A Python toolkit for mining materials data without reinventing the wheel
Matminer collects scattered materials-science datasets and featurizers into one library so researchers can stop writing the same data-prep scripts.

What it does
Matminer is a Python library that gathers datasets, data-retrieval methods, and featurizers for materials science into a single package. It handles the tedious work of finding, formatting, and citing community-developed data so you can focus on analysis rather than wrangling. Python 3.11+ required.
The interesting bit
The library tracks provenance for you: every dataset and featurizer carries a citations() method that spits out BibTeX entries.

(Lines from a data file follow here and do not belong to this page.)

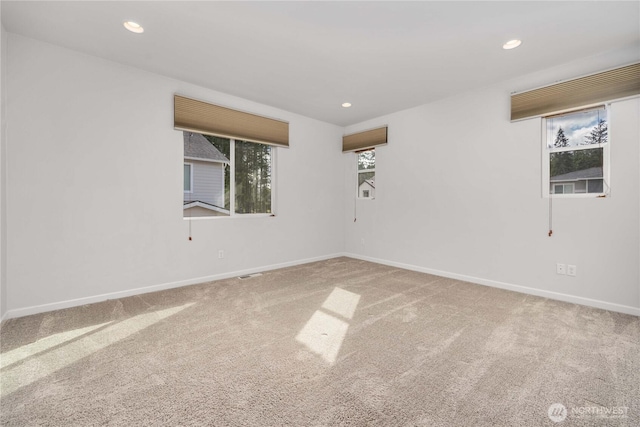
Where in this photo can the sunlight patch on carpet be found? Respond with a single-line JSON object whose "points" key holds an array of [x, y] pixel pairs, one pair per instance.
{"points": [[324, 333], [44, 344], [42, 365]]}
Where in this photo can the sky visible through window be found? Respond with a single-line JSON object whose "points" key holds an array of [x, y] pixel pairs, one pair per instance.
{"points": [[576, 126]]}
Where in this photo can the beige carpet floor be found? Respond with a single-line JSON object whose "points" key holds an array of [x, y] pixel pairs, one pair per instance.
{"points": [[337, 342]]}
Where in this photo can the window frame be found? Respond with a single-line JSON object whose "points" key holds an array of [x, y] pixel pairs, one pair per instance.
{"points": [[546, 155], [232, 191], [190, 191], [358, 172]]}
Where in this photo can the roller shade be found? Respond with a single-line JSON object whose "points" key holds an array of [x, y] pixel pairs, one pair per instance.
{"points": [[362, 140], [201, 117], [608, 85]]}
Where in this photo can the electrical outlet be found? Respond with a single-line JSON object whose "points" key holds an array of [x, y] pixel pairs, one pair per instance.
{"points": [[561, 268]]}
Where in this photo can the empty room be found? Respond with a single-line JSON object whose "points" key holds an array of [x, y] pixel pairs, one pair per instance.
{"points": [[334, 213]]}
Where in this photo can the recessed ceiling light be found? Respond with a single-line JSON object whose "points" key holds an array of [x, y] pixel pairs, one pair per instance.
{"points": [[512, 44], [134, 27]]}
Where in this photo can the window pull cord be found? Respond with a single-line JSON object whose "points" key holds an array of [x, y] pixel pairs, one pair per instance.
{"points": [[550, 215]]}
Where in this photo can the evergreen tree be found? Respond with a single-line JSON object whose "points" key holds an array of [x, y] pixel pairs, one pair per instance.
{"points": [[561, 139], [561, 163], [599, 134]]}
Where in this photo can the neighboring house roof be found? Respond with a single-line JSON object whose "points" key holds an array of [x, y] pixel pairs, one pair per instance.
{"points": [[197, 147], [193, 203], [595, 172], [371, 182]]}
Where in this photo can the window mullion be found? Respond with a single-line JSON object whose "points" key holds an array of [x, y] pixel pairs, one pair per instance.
{"points": [[232, 177]]}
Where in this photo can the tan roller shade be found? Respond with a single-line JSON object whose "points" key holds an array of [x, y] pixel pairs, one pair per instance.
{"points": [[362, 140], [201, 117], [606, 86]]}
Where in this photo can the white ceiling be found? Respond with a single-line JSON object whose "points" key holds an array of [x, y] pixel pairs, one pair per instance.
{"points": [[310, 57]]}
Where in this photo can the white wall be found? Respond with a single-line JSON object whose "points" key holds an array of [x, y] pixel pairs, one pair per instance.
{"points": [[458, 192], [94, 202], [3, 170]]}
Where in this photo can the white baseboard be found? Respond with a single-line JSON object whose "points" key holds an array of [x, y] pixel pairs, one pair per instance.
{"points": [[26, 311], [510, 287]]}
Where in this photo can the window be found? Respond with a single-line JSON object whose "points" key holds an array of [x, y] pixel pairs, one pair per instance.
{"points": [[576, 157], [367, 174], [188, 182], [230, 177]]}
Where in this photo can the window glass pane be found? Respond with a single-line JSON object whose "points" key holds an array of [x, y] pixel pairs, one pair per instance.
{"points": [[367, 160], [576, 165], [595, 186], [208, 157], [252, 177], [223, 145], [366, 184], [187, 177], [578, 129]]}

It’s a small feature that solves a real pain point—academic papers where the data sources are vaguely waved at in a footnote.
Key highlights
- Bundles community datasets and featurizers in one importable library
- Built-in citation tracking via
citations()methods on datasets, retrievers, and featurizers - Companion projects for automation (
automatminer) and benchmarking (matbench) - Active since at least 2018 with a dedicated help forum
- Separate examples repo with worked demonstrations
Caveats
- The README is thin on specifics: no dataset counts, no performance claims, no architecture overview
- The examples and deeper docs live in separate repositories, so you’ll be clicking around
Verdict
Materials scientists doing ML on structure-property relationships should grab this to skip boilerplate data loading. Everyone else can pass—there’s nothing generic here worth repurposing.